How to Make a Bed Frame or Platform

Making sure that your bed and bedding are made of the safest possible materials will be one of the most significant changes you can make that results in reducing your exposure to toxic chemicals. A safe bed is made of all natural materials with no synthetics, is free of harmful chemicals and is metal free – no metal springs in the box springs or mattress and no metal in the bed frame. Metal in the bed enhances electromagnetic field issues.

Therefore, the following offers guidelines and instructions for making an inexpensive bed frame or platform that is metal free.

  • Use only solid wood. Do NOT use manufactured wood such as particleboard or plywood.
  • Pine is the most inexpensive softwood, but it has terpines that outgas. If you use pine it will have to be sealed with a vapor barrier sealant. (See below)
  • Poplar is a wood that is fairly inert and less expensive than many woods.  It may not need a vapor barrier sealant.
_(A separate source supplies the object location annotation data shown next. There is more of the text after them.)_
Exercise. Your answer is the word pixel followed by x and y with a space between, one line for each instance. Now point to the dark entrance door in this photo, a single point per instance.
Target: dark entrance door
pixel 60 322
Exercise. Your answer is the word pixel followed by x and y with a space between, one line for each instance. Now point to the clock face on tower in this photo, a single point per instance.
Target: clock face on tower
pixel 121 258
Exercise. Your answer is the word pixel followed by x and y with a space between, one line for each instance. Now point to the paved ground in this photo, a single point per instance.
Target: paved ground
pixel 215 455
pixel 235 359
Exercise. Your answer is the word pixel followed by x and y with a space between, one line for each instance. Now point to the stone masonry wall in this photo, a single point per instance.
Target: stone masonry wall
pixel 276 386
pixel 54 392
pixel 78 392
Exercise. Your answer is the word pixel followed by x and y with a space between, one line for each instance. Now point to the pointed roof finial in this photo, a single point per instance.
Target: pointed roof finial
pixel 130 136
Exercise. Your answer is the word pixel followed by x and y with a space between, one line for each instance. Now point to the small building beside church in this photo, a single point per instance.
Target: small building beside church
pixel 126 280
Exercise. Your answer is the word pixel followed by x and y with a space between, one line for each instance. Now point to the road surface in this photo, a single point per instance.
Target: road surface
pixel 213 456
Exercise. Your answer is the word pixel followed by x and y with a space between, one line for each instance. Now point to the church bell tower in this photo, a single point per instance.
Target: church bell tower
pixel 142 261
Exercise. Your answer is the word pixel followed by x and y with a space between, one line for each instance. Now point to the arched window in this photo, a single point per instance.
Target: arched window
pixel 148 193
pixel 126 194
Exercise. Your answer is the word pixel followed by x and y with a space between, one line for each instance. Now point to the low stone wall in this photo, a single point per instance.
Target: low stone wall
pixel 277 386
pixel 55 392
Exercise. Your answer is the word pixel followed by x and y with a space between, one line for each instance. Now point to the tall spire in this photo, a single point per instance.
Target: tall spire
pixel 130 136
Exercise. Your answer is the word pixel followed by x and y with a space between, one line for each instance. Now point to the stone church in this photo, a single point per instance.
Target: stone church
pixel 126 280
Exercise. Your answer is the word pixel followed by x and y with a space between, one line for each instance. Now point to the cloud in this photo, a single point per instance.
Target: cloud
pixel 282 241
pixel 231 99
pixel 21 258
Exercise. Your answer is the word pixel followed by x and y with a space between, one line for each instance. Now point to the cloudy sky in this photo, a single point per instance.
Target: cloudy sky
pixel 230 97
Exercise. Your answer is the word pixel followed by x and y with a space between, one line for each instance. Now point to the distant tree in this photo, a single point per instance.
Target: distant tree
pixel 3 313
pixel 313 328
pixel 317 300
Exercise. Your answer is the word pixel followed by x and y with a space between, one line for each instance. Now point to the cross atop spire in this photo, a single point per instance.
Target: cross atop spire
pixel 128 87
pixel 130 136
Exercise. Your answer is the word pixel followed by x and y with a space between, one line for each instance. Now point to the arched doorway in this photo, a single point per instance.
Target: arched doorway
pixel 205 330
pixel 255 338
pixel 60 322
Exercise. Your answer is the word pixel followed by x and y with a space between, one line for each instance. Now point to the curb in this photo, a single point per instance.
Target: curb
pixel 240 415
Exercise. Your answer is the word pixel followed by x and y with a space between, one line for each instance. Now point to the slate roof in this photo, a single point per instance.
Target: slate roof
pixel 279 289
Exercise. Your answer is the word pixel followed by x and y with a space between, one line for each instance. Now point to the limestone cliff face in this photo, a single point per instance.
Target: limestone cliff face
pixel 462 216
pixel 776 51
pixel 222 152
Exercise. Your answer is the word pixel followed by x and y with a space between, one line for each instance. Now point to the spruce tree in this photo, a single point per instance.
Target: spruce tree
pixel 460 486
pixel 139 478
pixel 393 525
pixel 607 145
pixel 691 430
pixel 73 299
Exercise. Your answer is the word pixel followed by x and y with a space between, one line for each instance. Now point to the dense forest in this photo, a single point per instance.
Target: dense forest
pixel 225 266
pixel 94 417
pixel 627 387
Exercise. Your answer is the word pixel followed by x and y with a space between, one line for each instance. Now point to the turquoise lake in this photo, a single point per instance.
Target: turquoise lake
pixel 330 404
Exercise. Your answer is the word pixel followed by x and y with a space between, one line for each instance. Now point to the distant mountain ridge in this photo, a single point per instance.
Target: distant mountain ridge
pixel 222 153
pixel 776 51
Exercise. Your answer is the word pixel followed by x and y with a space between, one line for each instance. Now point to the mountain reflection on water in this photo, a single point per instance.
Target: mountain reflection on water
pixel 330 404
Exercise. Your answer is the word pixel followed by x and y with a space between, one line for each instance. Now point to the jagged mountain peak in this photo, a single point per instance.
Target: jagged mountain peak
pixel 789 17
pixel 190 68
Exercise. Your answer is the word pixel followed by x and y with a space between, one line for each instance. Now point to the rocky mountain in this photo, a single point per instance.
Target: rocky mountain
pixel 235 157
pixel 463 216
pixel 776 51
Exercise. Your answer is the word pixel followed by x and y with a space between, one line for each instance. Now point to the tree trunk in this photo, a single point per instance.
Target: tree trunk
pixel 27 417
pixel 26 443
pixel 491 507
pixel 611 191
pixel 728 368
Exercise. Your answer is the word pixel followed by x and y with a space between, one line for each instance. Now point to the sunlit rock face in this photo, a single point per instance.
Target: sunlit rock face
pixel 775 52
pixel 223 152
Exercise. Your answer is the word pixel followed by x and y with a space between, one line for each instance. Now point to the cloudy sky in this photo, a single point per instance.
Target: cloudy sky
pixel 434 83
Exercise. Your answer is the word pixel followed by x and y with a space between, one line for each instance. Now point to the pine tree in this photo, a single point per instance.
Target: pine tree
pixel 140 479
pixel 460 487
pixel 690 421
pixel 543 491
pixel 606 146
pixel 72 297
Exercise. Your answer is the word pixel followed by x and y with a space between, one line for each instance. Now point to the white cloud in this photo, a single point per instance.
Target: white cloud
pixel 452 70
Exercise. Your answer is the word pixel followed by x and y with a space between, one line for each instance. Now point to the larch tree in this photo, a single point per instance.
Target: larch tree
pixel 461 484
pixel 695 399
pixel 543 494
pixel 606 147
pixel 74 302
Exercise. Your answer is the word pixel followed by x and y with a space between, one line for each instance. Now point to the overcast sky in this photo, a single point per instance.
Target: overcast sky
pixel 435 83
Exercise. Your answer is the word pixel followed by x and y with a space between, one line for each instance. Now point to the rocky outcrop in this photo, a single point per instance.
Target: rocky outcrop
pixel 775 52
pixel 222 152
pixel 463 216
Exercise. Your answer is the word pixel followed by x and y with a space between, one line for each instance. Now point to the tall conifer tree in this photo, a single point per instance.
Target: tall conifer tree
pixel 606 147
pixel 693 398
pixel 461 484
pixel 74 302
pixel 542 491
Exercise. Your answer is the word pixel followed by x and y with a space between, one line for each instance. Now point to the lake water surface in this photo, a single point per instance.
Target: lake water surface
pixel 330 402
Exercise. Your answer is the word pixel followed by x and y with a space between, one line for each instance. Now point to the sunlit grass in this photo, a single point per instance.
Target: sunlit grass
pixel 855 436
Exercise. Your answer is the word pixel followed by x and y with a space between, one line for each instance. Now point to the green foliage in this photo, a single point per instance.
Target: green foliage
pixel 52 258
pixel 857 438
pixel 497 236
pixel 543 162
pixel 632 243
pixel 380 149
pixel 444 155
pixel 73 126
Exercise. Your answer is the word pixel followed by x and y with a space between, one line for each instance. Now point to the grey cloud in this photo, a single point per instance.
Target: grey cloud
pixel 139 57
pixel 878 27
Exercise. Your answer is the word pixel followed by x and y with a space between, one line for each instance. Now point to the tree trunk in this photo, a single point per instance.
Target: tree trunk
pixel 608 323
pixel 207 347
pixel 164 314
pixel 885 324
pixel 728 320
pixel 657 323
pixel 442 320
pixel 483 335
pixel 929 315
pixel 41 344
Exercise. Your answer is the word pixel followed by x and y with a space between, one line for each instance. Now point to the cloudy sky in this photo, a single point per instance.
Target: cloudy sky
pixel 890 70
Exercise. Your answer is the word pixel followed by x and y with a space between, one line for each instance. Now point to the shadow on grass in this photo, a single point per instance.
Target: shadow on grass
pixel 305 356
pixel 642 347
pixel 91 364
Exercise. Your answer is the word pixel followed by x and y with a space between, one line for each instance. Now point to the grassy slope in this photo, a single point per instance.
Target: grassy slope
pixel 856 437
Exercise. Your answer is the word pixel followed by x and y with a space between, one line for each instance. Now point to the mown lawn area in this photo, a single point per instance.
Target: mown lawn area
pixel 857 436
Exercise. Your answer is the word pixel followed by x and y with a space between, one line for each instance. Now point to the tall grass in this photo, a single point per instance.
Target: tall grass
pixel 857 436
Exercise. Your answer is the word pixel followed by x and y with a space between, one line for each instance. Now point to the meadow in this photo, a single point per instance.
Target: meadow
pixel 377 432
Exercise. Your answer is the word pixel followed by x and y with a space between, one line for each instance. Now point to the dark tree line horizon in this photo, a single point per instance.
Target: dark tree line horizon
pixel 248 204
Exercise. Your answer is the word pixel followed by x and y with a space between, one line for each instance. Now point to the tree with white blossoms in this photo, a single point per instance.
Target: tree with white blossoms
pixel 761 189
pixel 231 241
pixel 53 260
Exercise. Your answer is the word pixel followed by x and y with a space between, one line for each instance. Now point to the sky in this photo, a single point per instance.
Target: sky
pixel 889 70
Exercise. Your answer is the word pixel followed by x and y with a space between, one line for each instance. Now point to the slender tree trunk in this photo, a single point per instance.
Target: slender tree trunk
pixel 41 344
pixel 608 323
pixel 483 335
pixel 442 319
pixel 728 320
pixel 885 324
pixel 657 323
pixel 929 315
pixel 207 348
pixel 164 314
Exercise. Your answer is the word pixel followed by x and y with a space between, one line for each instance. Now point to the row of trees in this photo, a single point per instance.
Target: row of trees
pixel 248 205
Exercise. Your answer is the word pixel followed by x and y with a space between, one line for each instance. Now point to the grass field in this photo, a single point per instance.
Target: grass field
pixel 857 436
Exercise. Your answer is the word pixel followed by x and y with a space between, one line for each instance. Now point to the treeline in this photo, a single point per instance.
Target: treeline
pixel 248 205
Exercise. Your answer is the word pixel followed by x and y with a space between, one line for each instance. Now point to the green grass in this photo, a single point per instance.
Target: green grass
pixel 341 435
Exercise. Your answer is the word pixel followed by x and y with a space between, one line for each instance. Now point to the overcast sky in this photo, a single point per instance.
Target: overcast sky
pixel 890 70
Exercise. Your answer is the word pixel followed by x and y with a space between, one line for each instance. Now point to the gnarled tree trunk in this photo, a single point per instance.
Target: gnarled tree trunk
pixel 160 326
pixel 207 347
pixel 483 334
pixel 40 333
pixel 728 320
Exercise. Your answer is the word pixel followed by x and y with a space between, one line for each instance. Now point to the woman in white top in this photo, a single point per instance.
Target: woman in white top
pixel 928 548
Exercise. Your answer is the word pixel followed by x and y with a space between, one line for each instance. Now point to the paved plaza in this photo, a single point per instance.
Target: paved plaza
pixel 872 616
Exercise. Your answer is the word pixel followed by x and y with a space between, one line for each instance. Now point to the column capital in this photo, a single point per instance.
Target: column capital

Maple also may not need a vapor barrier, but it is more expensive.
  • Make frame as desired.
  • Paint or seal, if desired.
  • To seal wood, test a sample of the chosen wood, finished on all six sides to determine if you like the look of the finish and to see if the finish seals in wood terpines. This means that you should not be able to smell the wood through the seal. This is especially important for the chemically sensitive. See the following options for sealers:
  • Clear Natural Vapor Barrier Finish
    • Seal all six sides of all pieces of wood before assembly with one coat of Shellac – apply away from the home.  NOTE:  Please do a test sample to see if the gloss finish is desired. This is a natural vapor barrier finish and will seal in wood terpines. Do not bring into home until totally outgassed.
    • Bull’s Eye Shellac Sealer and Finish by Zinsser (www.zinsser.com: 732-469-8100). This product is very volatile when applied – the applicator should wear a respirator. Apply and cure away from the home. May take up to three weeks for this product to cure, especially if it is cold and damp.  Provide ventilation and airflow to hasten curing. After curing there is no low level outgassing and it is a very safe finish.  It has the advantage also of being a natural material and not synthetic.
  • Clear Finish – Varnish
    • Varnish from Charles Bailey (1-877-453-5433 or 1-870-453-543) –Comes in flat, satin, semi-gloss, and gloss. This varnish provides some coverage of terpines and is easier to work with than the Shellac – but it is not a total vapor barrier. This will take 3 weeks or more to outgas.
  • To paint wood, choose from the following:
    • Painted Finish
      • No need to seal in wood terpines (if using wood like maple or poplar)
      • Prime with desired non-toxic primer and paint. Three Branches recommends:
        • EnviroSafePaint – (www.envirosafepaint.com: 1-888-281-6467 or 830-232-6167 – Jim Lee, family owned and operated) Premium quality paint and other coatings specifically formulated to improve air quality. Uses filtered well water to make the paint. Has virtually no odor, no VOCs  – below 5 grams per liter – and no toxic fumes or preservatives; free of formaldehyde, ethylene glycol, crystalline silica and petroleum. Uses no VOC tinting. Available in any color, including custom color matching, formulated for both indoor and exterior applications. Has no biocide – even the semi gloss.  Uses a variation in the amount of clay – most clay in flat paint, least clay in semi gloss.
        • EnviroSafe Primer – use flat white as the primer. If using the Satin or Semi Gloss this will save you money as the primer will be the flat white and not two coats of Satin or Semi Gloss. If trying to cover a color, tint the flat white to the color of the finish coat. Envirosafe is totally self-priming.
    • Painted Sealed Finish
      • Use if need to seal in wood terpines such as in pine
      • Seal all six sides of all pieces of wood before assembly with one coat of Bin Primer Sealer (1-732-469-8100), which will seal in all odor from wood terpines.  Let cure at least six weeks (not in home) before assembling bed. Assemble bed and then paint with chosen safe paint.
    • For adhesives and glues use only solvent free water-based carpenter’s glue:
      • Elmer’s Carpenter’s Wood Glue (1-888-435-6377). Low odor, nontoxic, water based glue for porous materials. Most brands of white carpenter’s glue are acceptable. These white glues are made from low toxic polyvinyl acetate (PVA). On back of label look for circle with AP in the center. (ACMI certified AP). Needs to have AP in the circle.  On all glues near bar code look for AP. If has CL in the circle – do not use – this has a hazardous material.
      • Elmer’s Stainable and Waterproof Carpenter’s Glue – available from home depot  has wood fibers. This is an AP (safe) glue.
      • Weldbond by Frank T. Ross and Sons (www.franktross.com : 416-282-1107) Paul Ross. Latex free adhesive well tolerated by the chemically sensitive. Bond wood to wood, etc.